The AFCA delivers optimal performance in high-entropy scenarios, with its dynamic feedback mechanism enabling cascaded application with the SM4 or other post-processing methods (Appendix B presents an example of its cascading use with SM4). The real-time statistical feedback mechanism in AFCA is particularly suited for dynamic environments, such as free-space QKD with modulating retroreflectors [22], where channel fluctuations demand rapid algorithmic responses. In contrast, SM3 and von Neumann methods, which entirely disrupt original sequence features, struggle to integrate into multi-stage processing architectures. Notably, the adaptive algorithm’s limitations in low-entropy source processing stem from its reliance on input sequence statistical features—when raw entropy source quality is insufficient, the adjustment range of parameters ${\alpha }_i$ fails to compensate for systemic deviations. Experimental results show that when processing the same amount of raw data, AFCA is 18% faster than SM3 and 71% faster than the von Neumann architecture.

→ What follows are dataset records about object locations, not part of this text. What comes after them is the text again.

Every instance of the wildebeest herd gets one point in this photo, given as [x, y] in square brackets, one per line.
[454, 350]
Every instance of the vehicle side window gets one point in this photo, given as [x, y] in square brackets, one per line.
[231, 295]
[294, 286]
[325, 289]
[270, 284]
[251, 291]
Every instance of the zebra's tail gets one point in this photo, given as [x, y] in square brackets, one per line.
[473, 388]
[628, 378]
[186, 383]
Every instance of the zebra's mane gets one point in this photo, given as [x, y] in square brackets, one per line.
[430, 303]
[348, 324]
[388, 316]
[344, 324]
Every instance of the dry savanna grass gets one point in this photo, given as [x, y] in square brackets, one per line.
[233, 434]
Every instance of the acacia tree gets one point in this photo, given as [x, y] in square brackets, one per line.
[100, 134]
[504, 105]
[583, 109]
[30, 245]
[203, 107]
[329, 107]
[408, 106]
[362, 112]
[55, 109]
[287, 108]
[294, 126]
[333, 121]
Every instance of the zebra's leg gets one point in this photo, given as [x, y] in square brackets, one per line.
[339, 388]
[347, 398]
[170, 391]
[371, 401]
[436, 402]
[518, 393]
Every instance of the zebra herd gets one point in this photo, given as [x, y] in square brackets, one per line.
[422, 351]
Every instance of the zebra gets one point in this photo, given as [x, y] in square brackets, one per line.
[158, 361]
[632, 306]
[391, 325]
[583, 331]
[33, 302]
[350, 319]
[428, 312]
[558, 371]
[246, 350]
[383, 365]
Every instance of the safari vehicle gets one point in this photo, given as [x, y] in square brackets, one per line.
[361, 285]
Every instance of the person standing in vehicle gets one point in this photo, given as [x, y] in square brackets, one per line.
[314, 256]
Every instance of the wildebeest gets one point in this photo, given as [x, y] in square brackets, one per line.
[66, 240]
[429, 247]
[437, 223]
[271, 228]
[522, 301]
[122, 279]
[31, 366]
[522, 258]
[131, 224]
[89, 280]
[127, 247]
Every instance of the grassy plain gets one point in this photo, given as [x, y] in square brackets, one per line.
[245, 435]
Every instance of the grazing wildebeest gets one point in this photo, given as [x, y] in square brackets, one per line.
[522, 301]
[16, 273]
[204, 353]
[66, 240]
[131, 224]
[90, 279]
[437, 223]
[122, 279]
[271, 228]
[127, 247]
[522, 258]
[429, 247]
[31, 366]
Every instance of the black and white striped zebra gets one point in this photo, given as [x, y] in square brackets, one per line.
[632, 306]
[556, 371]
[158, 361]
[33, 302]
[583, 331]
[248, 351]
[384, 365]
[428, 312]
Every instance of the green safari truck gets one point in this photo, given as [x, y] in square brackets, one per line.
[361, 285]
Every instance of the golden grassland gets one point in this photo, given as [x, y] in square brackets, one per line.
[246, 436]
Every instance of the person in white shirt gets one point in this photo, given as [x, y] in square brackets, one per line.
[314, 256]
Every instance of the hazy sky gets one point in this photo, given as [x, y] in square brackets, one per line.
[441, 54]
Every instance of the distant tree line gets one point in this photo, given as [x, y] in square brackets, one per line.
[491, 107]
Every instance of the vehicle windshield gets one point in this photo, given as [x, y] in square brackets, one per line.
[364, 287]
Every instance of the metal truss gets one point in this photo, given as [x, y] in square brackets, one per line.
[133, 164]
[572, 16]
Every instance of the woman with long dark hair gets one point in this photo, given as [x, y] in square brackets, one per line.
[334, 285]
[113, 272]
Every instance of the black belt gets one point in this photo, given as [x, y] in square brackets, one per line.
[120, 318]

To statistically validate AFCA’s core capability of selectively correcting 0/1 imbalance, we conducted focused Monte Carlo simulations using the Monobit Test. A 10,000-bit raw quantum sequence was processed through different algorithms and segmented into independent 100-bit subsequences for individual testing.

Figure 6 and

Table 3. Quantitative Comparison of Balance Enhancement Metrics Across Processing Algorithms.

Algorithm	Samples	Pass Rate (%)	Median p-Value	IQR (25–75%)
Raw	100	88	0.53	0.42 (0.27–0.69)
AFCA	99	100	0.85	0.16 (0.84–1)
SM3	99	94	0.45	0.53 (0.16–0.69)
Von Neumann	25	92	0.53	0.68 (0.16–0.84)

reveal AFCA achieves 100% pass rate, significantly outperforming raw data (88%), SM3 (94%), and von Neumann (92%) methods. Its median p-value of 0.85 demonstrates exceptionally reliable balance correction, while the minimal IQR span of 0.16 with 75% of data concentrated in the high-confidence interval (0.84–1.00) indicates outstanding stability. In contrast, SM3 shows unstable correction with the lowest median p-value (0.45) and largest IQR distribution (0.53), while von Neumann’s high data discard rate substantially reduces usable samples (only 25 segments), imposing impractical application costs.

5. Conclusions

We proposed the Adaptive Feedback Compensation Algorithm to enhance the post-processing of quantum random number generation. AFCA dynamically adjusted processing intensity based on real-time statistical feedback, enabling precise 0/1 balance correction (e.g., the Monobit Test p-value improved from 0.1376 to 0.9743 for continuous QRNGs). It employed a selective encryption strategy, retaining more than 50 percent of the original bits while applying nonlinear transformations exclusively to high-deviation regions, significantly reducing 0/1 distribution deviation (e.g., from 7.9 percent to 0.5 percent for discrete QRNGs). NIST results demonstrated that AFCA offered superior balance enhancement capabilities compared to traditional algorithms and effectively reduced the data discard rate. Furthermore, AFCA’s characteristic of retaining original data enabled cascade operations with other algorithms, providing notable compatibility.

The AFCA operates within inherent constraints of local post-processing: (1) Its effectiveness depends on the underlying entropy source quality, as severely biased inputs may exceed the compensation range of adaptive parameters. (2) Real-time computation of β_i/α_i and selective encryption requires moderate computational resources, making ultra-lightweight implementations an optimization target. (3) Like all post-processing, it cannot create entropy but redistributes existing entropy—physical-layer enhancements remain crucial for fundamental bias mitigation.

Future work will explore hybrid approaches combining entropy-source monitoring [23] with AFCA’s dynamic compensation, and evaluate performance under expanded test suites.